With the exception of Real Events, every mode can be played online with up to 12 players, and there’s a large selection of options to set up a lobby, from AI difficulty to enabling ir disabling collisions. It’s very easy to knock other players off their bike, so choosing races with collisions disabled is probably wise. MXGP 2 seems to have sustained a loyal online community - I found over a dozen lobbies to enter, which is surprising for a niche game. It's just a shame you can't track how long a match has left or spectate whilst waiting in the lobbies.
  
There's plenty of content in MXGP 2's long list of modes and features to keep motocross enthusiasts invested, but there's a strong feeling of déjà if you've played any of Milestone's previous games. The MXGP license has its limitations, but it's becoming a tiring routine.
 


MXGP 2 does at least include a handful of new modes to pad out its list of features on the back of the box. The new Stadium Series steers the series into Supercross territory with fictional indoor stadium tracks which are more compact compared to the MXGP tracks, but with only four forgettable tracks and no career implementation the Stadium Series adds little replay value and could easily have been released as DLC for MXGP.

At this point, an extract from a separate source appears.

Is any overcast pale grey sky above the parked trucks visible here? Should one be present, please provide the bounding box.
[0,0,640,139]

MXGP 2 also focuses solely on the racing aspect when supercross games usually let you perform tricks, which could have been a fun, lighthearted distraction to the hard grind of racing. Unsurprisingly, MX. vs ATV Supercross Encore (notably the only direct rival to MXGP 2 on the market) offers a better representation of supercross.

Meanwhile, the new Monster Energy Motocross of Nations (MX0N) mode offers a more fleshed out experience. Based on the real annual event hosted after the main MXGP championship, each event is team-based as nations compete to achieve the best score with a different rider representing each nation in three consecutive events.
 
These additions aren't enough to justify MXGP 2 being a full priced sequel, however - particularly when aspects like the track deformation, career presentation and first person camera are a step back from the first game.

MXGP 2 is a fun, authentic, but ultimately mediocre motocross game that handles well and is packed with content for the fans, but it doesn’t do nearly enough to improve on the foundation built by its predecessor. This is more MXGP 1.5 than MXGP 2.